People who became customers after Colstrip’s closure could wind up paying for a power plant that never provided them power, which raises fairness issues, the staff said. Those customers could also be stuck with environmental cleanup costs never assessed to customers while the power plant was still operational, according to staff.

These questions were first raised by the Montana Environmental Information Center, Sierra Club and Northern Cheyenne Tribe. NorthWestern objected to any concessions sought by those groups in the rate case concerning Colstrip Unit 4, insisting the power plant was on track to burn through 2042, even as one of its vice presidents speaking outside the rate case suggested the power plant could close in less than a decade.

Roger Koopman


During Monday’s meeting, Commissioner Roger Koopman, a Bozeman Republican, suggested the PSC open a new case now dealing with Colstrip challenges, including early shutdown, clean-up costs and also concerns about customers being billed for more than what NorthWestern’s share of Colstrip is actually worth.

The company bought its share of Unit 4 in 2007 for less than $200 million, then a year later convinced the PSC to fold the power plant into customer rates at $407 million and 8.24% interest. The higher price was based on what NorthWestern said the plant would sell for if its 30% unit share was sold on the open market.

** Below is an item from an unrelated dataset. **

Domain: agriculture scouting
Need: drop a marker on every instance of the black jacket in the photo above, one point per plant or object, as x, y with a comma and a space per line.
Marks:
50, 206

“Although these issues are somewhat premature, in terms of what information is available, what isn’t available yet is decommissioning costs, environmental remediation costs and so forth. It’s important to get those questions asked and begin to look for answers,” Koopman said. “I think having an investigation process going on helps move that forward. I think it’s also important that we at least consider the possibility of investigating other questions of concern certainly to ratepayers about Colstrip 4. Their rate base, their cost of debt, their (return on equity), their rate of return, all of which is significantly higher than any other NorthWestern generation asset.”

There was no support among other commissioners for Koopman’s suggestion.